Food and water, fresh socks and clothing were distributed. And, “George Washington’s pew,” a famous tourist attraction at St. Paul’s Chapel, became the location for massages and foot treatments to be given to any worker who asked for it. I always thought our first President – himself a kind of “first responder” — would probably have been pleased! We celebrated the Eucharist at noon every day there as well, praying for those who came…and for those who couldn’t.

I was proud of our church as well – and other churches and faith communities – when we tried to make it clear that whatever response the United States might make was not a “war on Islam,” but an attempt to bring the terrorists who had caused this horrific attack to justice.

Jeremiah said, in our First Lesson this morning, “I looked on the earth, and lo; it was waste and void; and to the heavens, and they had no light. I looked on the mountains, and lo, they were quaking, and all the hills moved to and fro. I looked, and lo, there was no one at all, and all the birds of the air had fled. I looked, and lo, the fruitful land was a desert, and all its cities were laid in ruins…” A perfect description of what 9/11 looked like! But Jeremiah didn’t end it there. The “weeping prophet” speaks the Word of the Lord as saying, “The whole land shall be a desolation; yet I will not make a full end.” (4:27)

We still don’t understand all the complexities that led to something like 9/11 happening. Still less do we understand why earthquakes in Italy, floods in Louisiana, and wild fires out West take place. What we do know is that God’s grace and healing touch can take place, precisely through the compassion and heroism of those who seek to respond in the Name of God.
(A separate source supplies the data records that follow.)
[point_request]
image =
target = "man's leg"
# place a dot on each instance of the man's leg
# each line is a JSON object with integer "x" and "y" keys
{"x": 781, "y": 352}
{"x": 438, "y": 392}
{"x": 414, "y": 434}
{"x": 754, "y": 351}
Particularly as Christians, we know that the way of the cross is the way of life. When our Presiding Bishop, then Frank Griswold, walked into the smoke filled Chapel of St. Paul on the day after 9/11, he saw a small crucifix on the high Altar. And he said, “It was as though those tiny arms of Jesus were opening out to the whole world, embracing all the pain, and offering his love in return.” That’s what it means for the way of the cross to be the way of life.

There is a prayer in our Prayer Book office of Morning Prayer that Bishop Griswold was probably thinking of that day. It’s for use on Fridays…but perhaps an appropriate way to end these reflections on the 15th anniversary of September 11, 2001. Let us pray: “Lord Jesus Christ, you stretched out your arms of love on the hard wood of the cross that everyone might come within the reach of your saving embrace: So clothe us in your Spirit that we, reaching forth our hands in love, may bring those who do not know you to the knowledge and love of you; for the honor of your Name.” Amen.